Things to Expect When Dating for Seniors

Read this guide to know more about how to behave in dating situations.

Wouldn't it be wonderful if your next first date turned out to be your last first date as well? I can't promise you anything, but I can tell you what you may reasonably expect from your first face-to-face contact with someone you've met online:

1. Be prepared to be on edge.
A first date is reminiscent of a junior high school dance, with nervous folks attempting to appear cool. You should keep an eye out for those jitters, which might make you feel so nervous that you begin to project your own expectations onto this new person, rather than observing his or her genuine nature. As a result, be forthright and truthful. Inquire about the problems that are most important to you and your family. And pay attention — very closely — to the responses.

2. Be prepared to feel 13 all over again.

On a recent occasion, I had the distinct impression that I had been struck by lightning. My heart rate increased dramatically. My hammering heart was on the verge of bursting out of my chest. I was feeling dizzy. I couldn't put together a complete thought. Overall, it didn't feel too unlike from being back in 7th grade again, finding the courage to ask Nancy Morris to dance for the first time in my life. If you experience comparable sensations on your first date, don't be alarmed; instead, consider them a favorable indication!

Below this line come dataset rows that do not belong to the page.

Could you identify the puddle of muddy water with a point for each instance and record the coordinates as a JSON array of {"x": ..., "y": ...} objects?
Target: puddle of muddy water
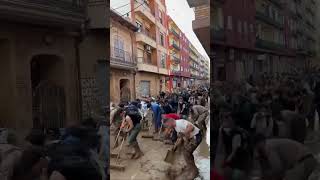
[{"x": 202, "y": 157}]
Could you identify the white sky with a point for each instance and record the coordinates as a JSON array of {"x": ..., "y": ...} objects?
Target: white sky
[
  {"x": 183, "y": 16},
  {"x": 179, "y": 11}
]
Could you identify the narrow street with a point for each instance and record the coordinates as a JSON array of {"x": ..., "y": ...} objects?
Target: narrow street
[{"x": 152, "y": 165}]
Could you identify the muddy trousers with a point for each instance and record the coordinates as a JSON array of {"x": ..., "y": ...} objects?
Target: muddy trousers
[
  {"x": 189, "y": 148},
  {"x": 302, "y": 170}
]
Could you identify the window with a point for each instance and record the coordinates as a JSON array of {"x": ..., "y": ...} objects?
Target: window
[
  {"x": 163, "y": 60},
  {"x": 139, "y": 25},
  {"x": 245, "y": 28},
  {"x": 119, "y": 47},
  {"x": 239, "y": 27},
  {"x": 251, "y": 28},
  {"x": 160, "y": 17},
  {"x": 161, "y": 39},
  {"x": 148, "y": 60},
  {"x": 145, "y": 88},
  {"x": 230, "y": 22}
]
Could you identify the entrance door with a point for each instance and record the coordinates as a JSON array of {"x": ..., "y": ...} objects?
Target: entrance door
[
  {"x": 125, "y": 93},
  {"x": 145, "y": 88},
  {"x": 48, "y": 95}
]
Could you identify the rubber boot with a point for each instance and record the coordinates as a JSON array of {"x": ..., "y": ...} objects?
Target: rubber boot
[
  {"x": 191, "y": 165},
  {"x": 138, "y": 152}
]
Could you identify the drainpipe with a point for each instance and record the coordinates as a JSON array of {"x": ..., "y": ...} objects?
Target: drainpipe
[
  {"x": 78, "y": 40},
  {"x": 133, "y": 59}
]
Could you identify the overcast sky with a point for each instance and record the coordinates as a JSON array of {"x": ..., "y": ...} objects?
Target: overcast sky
[
  {"x": 183, "y": 15},
  {"x": 179, "y": 11}
]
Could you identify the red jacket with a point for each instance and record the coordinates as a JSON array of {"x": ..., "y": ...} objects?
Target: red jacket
[{"x": 172, "y": 116}]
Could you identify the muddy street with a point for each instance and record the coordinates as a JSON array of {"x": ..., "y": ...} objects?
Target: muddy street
[{"x": 152, "y": 164}]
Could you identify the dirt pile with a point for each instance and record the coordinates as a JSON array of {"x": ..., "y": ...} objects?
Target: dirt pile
[{"x": 155, "y": 167}]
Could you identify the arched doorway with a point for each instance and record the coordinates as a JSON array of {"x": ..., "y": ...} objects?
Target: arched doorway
[
  {"x": 48, "y": 96},
  {"x": 125, "y": 92}
]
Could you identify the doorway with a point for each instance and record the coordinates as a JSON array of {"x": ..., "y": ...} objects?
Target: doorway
[
  {"x": 125, "y": 93},
  {"x": 48, "y": 95}
]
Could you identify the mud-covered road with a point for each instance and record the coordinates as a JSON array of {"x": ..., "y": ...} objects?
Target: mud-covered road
[{"x": 152, "y": 166}]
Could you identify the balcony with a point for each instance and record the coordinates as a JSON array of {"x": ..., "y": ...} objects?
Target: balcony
[
  {"x": 174, "y": 33},
  {"x": 175, "y": 59},
  {"x": 218, "y": 35},
  {"x": 196, "y": 3},
  {"x": 95, "y": 10},
  {"x": 192, "y": 59},
  {"x": 264, "y": 44},
  {"x": 121, "y": 59},
  {"x": 146, "y": 38},
  {"x": 142, "y": 9},
  {"x": 267, "y": 19},
  {"x": 176, "y": 72},
  {"x": 146, "y": 67},
  {"x": 163, "y": 71},
  {"x": 174, "y": 45},
  {"x": 56, "y": 13}
]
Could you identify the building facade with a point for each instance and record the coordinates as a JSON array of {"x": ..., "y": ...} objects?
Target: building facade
[
  {"x": 122, "y": 59},
  {"x": 152, "y": 46},
  {"x": 39, "y": 66},
  {"x": 179, "y": 55},
  {"x": 94, "y": 64},
  {"x": 250, "y": 37}
]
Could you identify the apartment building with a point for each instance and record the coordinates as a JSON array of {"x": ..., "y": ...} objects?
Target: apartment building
[
  {"x": 39, "y": 75},
  {"x": 250, "y": 37},
  {"x": 201, "y": 24},
  {"x": 194, "y": 57},
  {"x": 152, "y": 46},
  {"x": 178, "y": 56},
  {"x": 94, "y": 64},
  {"x": 122, "y": 58}
]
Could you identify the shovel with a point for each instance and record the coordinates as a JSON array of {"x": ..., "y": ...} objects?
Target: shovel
[
  {"x": 116, "y": 142},
  {"x": 170, "y": 153}
]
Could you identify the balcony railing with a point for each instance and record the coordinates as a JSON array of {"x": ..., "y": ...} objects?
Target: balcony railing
[
  {"x": 193, "y": 51},
  {"x": 175, "y": 33},
  {"x": 65, "y": 12},
  {"x": 147, "y": 33},
  {"x": 175, "y": 59},
  {"x": 264, "y": 16},
  {"x": 260, "y": 43},
  {"x": 176, "y": 72},
  {"x": 277, "y": 2},
  {"x": 218, "y": 35},
  {"x": 175, "y": 46},
  {"x": 119, "y": 57}
]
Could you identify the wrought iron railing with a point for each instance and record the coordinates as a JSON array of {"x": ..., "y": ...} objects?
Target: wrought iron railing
[
  {"x": 147, "y": 33},
  {"x": 175, "y": 46},
  {"x": 174, "y": 32},
  {"x": 121, "y": 57},
  {"x": 266, "y": 18},
  {"x": 268, "y": 44},
  {"x": 176, "y": 59}
]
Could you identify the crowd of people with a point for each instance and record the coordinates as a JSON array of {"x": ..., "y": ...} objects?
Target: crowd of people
[
  {"x": 180, "y": 118},
  {"x": 261, "y": 125},
  {"x": 77, "y": 152}
]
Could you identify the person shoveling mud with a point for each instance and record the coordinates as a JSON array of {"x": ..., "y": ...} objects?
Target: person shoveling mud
[{"x": 191, "y": 137}]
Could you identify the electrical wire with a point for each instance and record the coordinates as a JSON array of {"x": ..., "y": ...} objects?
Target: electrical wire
[
  {"x": 121, "y": 6},
  {"x": 133, "y": 9}
]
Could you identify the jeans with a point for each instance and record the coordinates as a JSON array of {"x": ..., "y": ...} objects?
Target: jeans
[{"x": 134, "y": 133}]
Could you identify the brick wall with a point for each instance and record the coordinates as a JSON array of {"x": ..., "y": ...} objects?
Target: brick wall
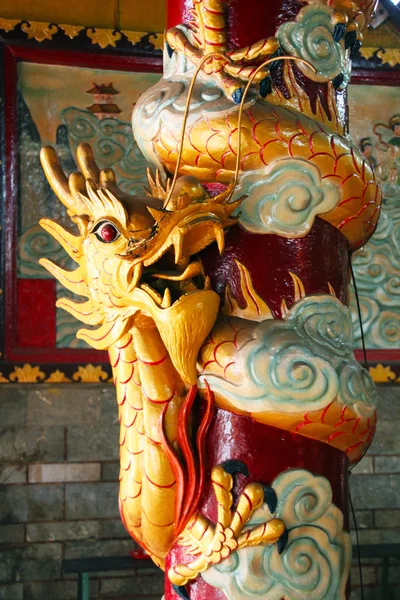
[{"x": 58, "y": 492}]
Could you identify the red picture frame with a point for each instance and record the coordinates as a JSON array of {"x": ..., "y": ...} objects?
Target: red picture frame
[{"x": 15, "y": 295}]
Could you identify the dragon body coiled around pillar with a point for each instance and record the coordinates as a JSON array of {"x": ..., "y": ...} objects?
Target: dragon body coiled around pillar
[{"x": 185, "y": 326}]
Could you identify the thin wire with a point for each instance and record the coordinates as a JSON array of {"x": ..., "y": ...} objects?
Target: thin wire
[
  {"x": 239, "y": 128},
  {"x": 366, "y": 365},
  {"x": 358, "y": 546},
  {"x": 359, "y": 316},
  {"x": 185, "y": 118},
  {"x": 246, "y": 89}
]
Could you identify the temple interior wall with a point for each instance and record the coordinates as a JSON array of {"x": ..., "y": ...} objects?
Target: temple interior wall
[{"x": 59, "y": 493}]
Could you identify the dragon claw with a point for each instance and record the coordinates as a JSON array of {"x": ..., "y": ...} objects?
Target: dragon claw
[
  {"x": 350, "y": 38},
  {"x": 265, "y": 87},
  {"x": 282, "y": 542},
  {"x": 338, "y": 31},
  {"x": 270, "y": 498},
  {"x": 234, "y": 466},
  {"x": 237, "y": 95}
]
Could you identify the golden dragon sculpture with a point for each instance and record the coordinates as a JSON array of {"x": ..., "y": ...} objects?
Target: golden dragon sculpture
[{"x": 278, "y": 179}]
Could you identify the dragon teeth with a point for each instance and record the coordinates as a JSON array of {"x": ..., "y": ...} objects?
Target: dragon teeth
[
  {"x": 166, "y": 301},
  {"x": 137, "y": 273}
]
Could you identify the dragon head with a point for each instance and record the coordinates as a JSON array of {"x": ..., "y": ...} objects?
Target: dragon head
[{"x": 135, "y": 256}]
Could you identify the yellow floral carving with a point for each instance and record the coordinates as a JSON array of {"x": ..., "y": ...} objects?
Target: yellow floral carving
[
  {"x": 390, "y": 56},
  {"x": 71, "y": 30},
  {"x": 90, "y": 374},
  {"x": 381, "y": 374},
  {"x": 9, "y": 24},
  {"x": 134, "y": 36},
  {"x": 39, "y": 31},
  {"x": 367, "y": 53},
  {"x": 27, "y": 374},
  {"x": 57, "y": 377},
  {"x": 103, "y": 37}
]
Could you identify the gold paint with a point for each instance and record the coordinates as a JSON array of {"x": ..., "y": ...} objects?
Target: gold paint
[
  {"x": 71, "y": 30},
  {"x": 27, "y": 374},
  {"x": 389, "y": 56},
  {"x": 57, "y": 377},
  {"x": 381, "y": 374},
  {"x": 367, "y": 53},
  {"x": 41, "y": 31},
  {"x": 256, "y": 309},
  {"x": 9, "y": 24},
  {"x": 90, "y": 374},
  {"x": 38, "y": 30},
  {"x": 104, "y": 37},
  {"x": 133, "y": 36},
  {"x": 209, "y": 543},
  {"x": 153, "y": 338},
  {"x": 230, "y": 68}
]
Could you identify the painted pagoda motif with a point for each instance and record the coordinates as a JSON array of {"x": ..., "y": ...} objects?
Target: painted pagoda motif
[{"x": 103, "y": 106}]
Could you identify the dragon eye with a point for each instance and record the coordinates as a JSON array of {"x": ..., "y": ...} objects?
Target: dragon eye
[{"x": 106, "y": 232}]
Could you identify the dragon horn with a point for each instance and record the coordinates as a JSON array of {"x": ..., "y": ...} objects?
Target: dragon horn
[{"x": 59, "y": 182}]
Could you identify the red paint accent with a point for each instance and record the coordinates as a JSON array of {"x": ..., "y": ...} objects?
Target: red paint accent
[
  {"x": 176, "y": 466},
  {"x": 36, "y": 313},
  {"x": 317, "y": 259},
  {"x": 246, "y": 23},
  {"x": 187, "y": 451},
  {"x": 236, "y": 437},
  {"x": 200, "y": 442},
  {"x": 108, "y": 233},
  {"x": 12, "y": 54}
]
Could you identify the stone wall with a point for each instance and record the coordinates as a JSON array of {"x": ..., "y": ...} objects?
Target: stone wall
[{"x": 58, "y": 492}]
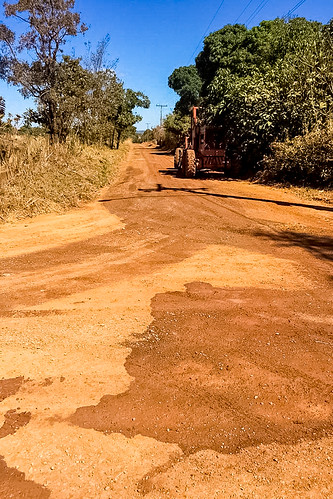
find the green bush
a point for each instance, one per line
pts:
(304, 160)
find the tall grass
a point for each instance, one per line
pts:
(36, 177)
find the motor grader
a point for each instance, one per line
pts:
(204, 149)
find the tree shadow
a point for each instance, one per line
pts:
(203, 191)
(319, 246)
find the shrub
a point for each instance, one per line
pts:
(304, 160)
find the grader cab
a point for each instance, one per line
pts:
(204, 149)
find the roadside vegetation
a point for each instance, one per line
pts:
(41, 177)
(270, 89)
(63, 150)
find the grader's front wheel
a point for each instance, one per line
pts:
(178, 158)
(189, 165)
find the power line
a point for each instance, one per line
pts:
(291, 11)
(262, 4)
(240, 15)
(205, 33)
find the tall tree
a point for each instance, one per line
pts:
(186, 82)
(49, 24)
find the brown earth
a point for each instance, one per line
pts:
(173, 339)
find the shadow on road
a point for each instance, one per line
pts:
(203, 191)
(320, 246)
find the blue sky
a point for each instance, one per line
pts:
(153, 37)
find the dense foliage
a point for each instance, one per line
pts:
(266, 84)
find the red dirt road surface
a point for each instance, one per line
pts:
(172, 339)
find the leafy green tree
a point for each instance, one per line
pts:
(269, 83)
(176, 126)
(125, 118)
(185, 81)
(2, 108)
(50, 23)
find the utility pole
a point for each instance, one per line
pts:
(161, 106)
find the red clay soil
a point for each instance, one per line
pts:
(172, 340)
(197, 380)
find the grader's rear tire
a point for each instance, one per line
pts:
(177, 161)
(189, 164)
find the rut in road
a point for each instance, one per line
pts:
(223, 369)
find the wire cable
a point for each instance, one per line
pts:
(291, 11)
(205, 33)
(254, 14)
(240, 15)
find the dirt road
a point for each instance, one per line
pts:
(173, 339)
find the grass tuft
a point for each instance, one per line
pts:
(36, 177)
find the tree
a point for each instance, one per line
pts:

3. Expect to be able to rely on first impressions

It is absurd to believe that you must go on multiple dates in order to establish the feasibility of a new relationship. A man and a woman may have an obvious affinity for each other from the beginning of their relationship, but that does not rule out the potential of magic occurring. So trust your instincts; they'll tell you right away whether or not the other individual is a good match for your personality.

For the opposite, anticipate that you may need to exercise patience.

The majority of daters over the age of 50 are less impulsive, which is a positive development. Now that we've had enough life experience, we've learned that we shouldn't fall in love with the first person we meet. We are aware of what works for us and what does not work for us. We feel that finding a satisfying relationship is still feasible — as long as we're ready to be patient and wait for the appropriate person to come along in our lives.

5. Be prepared to hear the truth.

Force your thoughts to ask questions about such important problems as your partner's financial situation, dating history, and relationship ambitions, even if you believe in your heart that he or she is the right one. You should maintain eye contact with the person and make it apparent that you are expecting the truth and not a sanitized version of the truth.

6. Be prepared for R-E-S-P-E-C-T.

You can simply say, "Thank you for the coffee date," and walk away if you feel as though the person across the table is condescending you — for example, if he or she argues that you're wasting your life teaching school when you might be making "real" money in the business world. It is wrong to treat someone with disrespect under any circumstances. However, it is particularly unbearable at the first meeting due to the fact that it is unlikely to improve with time.

7. Be prepared for a close fit.

Forget about the nonsense about "opposites attracting." You're looking for someone who's as similar to you as you can possibly be. The reason behind this is as follows: Most people are apprehensive about the prospect of finding someone who is exactly like them because they are concerned that someone will share not just their strengths but also their flaws. Contrary to popular belief, someone who closely resembles your personality, preferences, and temperament is more likely to be your soul mate than your evil twin.

8. Be prepared to be completely out of your head.

Your brain (which has brought you to this crossroads) will eventually be ready to give way to your heart, and you'll be ready to do so when the time comes (which will show you the path to follow ahead). Believe what your second organ is telling you; your feelings are the ultimate source of knowledge.